Kaneshiro has served 16 years as city prosecutor and last won re-election to a four-year term in 2016.
The Council members who supported the resolution explained that while they’re uncomfortable paying his legal fees, attorneys with the Department of Corporation Counsel say the City Charter requires the city to provide employees with representation in legal matters tied to their official powers and duties.
Because the department is already representing the city in the malicious-prosecution lawsuit filed by Yoshimura against Kaneshiro, Katherine Kealoha and others, outside “special counsel” is necessary, according to the resolution. That lawsuit is tied to cases, which were eventually dropped, that involved so-called sweepstakes machines.
“It’s very hard for us to vote for this … but it’s even more difficult to shirk our responsibilities, especially at the request of Corp Counsel,” Council Chairwoman Ann Kobayashi said.
Keith Kiuchi, Yoshimura’s attorney, told the Honolulu Star-Advertiser on Thursday that even though Kaneshiro decided to step down temporarily, his client believes the city prosecutor should be removed permanently from office.
A status conference on the impeachment petition is scheduled Monday before Circuit Judge Jeffrey Crabtree.
Kaneshiro announced Thursday he was going on administrative leave after state Attorney General Clare Connors called for him to step down. Connors last month filed a petition urging the Hawaii Supreme Court to suspend Kaneshiro based on the allegations against him since he had not left on his own.
Like Kaneshiro, former Police Chief Louis Kealoha and city Corporation Counsel Donna Leong also went on paid leave after receiving target letters from federal authorities.
When asked which city employees are eligible for paid leave and about the process involved in granting it, city spokesman Andrew Pereira told the Star-Advertiser that “an appointing authority has the authority to take all personnel actions, including placing a City and County of Honolulu officer or employee on unpaid or paid leave for various reasons, including when an employee is under investigation for an alleged work-related offense, or when the employee’s presence at the work site is deemed to be detrimental to the operations of the workplace.”
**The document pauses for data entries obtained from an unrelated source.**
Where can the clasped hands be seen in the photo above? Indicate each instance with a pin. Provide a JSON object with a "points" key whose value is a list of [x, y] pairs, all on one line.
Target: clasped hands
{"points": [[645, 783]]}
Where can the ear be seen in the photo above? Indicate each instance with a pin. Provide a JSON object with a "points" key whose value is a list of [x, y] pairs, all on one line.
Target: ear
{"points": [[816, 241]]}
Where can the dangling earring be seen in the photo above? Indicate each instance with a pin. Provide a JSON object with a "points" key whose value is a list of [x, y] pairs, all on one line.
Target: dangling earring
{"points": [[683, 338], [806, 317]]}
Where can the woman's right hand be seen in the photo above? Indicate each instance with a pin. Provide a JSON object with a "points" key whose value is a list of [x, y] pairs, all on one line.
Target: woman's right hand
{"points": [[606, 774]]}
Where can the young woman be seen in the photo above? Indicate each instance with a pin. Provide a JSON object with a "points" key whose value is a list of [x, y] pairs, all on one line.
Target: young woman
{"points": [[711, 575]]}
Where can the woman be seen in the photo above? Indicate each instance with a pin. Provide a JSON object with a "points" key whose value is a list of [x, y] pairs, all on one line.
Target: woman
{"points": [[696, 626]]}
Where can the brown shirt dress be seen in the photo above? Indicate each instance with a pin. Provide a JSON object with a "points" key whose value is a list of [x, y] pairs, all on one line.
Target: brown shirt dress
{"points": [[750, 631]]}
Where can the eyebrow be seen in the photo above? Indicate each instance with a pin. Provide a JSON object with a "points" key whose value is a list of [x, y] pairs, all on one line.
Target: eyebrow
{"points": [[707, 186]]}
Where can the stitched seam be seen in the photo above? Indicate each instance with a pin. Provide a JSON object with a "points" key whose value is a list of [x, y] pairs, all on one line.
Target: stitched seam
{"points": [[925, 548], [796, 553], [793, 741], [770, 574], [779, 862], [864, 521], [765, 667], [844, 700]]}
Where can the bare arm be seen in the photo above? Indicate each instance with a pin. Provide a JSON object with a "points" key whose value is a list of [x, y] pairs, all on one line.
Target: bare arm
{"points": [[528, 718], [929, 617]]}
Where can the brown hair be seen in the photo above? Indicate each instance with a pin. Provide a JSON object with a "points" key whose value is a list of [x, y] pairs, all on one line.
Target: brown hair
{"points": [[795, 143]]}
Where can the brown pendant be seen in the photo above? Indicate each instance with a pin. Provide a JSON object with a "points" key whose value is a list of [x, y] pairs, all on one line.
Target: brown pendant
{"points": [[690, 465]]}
The appointing authority determines on a case-by-case basis to place an employee on such unpaid or paid leave, and when the employee returns to work, Pereira said.
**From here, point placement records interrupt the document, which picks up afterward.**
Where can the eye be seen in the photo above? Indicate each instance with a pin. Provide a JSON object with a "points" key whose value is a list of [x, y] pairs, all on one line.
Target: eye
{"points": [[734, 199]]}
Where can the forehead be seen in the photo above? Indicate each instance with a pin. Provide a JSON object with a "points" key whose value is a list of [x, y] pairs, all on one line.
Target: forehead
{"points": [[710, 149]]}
Leong’s paid leave, announced in January, was approved by Mayor Kirk Caldwell, who appointed her, Pereira said. He said he did not know who approved paid leave for Louis Kealoha or Kaneshiro.
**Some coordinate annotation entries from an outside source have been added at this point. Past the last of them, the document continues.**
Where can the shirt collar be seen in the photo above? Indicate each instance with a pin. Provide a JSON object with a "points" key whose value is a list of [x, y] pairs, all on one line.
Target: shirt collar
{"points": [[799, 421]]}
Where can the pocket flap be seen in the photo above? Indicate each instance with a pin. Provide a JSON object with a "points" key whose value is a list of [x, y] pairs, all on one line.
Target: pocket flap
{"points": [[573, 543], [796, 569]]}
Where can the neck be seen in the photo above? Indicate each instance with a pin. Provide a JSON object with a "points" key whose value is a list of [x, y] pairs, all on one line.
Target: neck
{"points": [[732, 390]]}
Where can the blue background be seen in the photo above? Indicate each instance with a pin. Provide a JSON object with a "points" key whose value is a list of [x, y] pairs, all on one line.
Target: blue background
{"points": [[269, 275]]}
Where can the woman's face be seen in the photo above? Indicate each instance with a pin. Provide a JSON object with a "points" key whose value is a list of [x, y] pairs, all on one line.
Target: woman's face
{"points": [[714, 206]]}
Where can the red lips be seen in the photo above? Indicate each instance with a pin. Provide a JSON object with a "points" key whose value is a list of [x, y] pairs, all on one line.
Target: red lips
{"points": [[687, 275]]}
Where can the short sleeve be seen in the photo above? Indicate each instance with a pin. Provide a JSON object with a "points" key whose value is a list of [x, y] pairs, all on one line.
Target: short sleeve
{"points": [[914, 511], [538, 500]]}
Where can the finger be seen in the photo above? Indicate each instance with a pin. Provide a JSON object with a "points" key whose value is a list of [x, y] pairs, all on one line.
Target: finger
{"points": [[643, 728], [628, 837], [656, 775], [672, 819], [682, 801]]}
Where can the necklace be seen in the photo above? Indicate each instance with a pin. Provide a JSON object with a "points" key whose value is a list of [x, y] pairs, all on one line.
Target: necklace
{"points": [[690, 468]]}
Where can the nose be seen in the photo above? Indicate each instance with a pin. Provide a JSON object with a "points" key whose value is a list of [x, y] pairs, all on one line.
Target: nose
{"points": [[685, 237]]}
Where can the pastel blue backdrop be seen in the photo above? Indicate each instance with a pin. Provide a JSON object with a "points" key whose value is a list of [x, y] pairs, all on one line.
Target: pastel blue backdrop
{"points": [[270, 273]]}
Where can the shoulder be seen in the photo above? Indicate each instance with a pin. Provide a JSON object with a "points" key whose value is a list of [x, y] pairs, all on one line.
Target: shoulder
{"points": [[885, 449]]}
Information on who approved Kaneshiro’s leave was not immediately available from the prosecutor’s office, and Kaneshiro was unavailable for comment.
The Honolulu Police Commission hires and fires the police chief. When Kealoha went on paid administrative leave in December 2016, then-Commission Chairman Max Sword made the announcement that the chief had gone on paid leave.
The Department of Corporation Counsel, in an email response to questions from the Star-Advertiser last week, said Kaneshiro had no say in McCorriston’s hiring as special counsel in either case.
The email said the selection was made through the Hawaii Public Procurement Code process, which calls for professional services by any state or county entity to be awarded by a review committee from a list of interested entities “on the basis of demonstrated competence and qualification for the type of services required, and at fair and reasonable prices.”
Asked whether there were legal or ethical issues with the firm being selected to represent Kaneshiro in two separate lawsuits brought by the same party, the department said “no legal or ethical issues were identified to preclude representation.”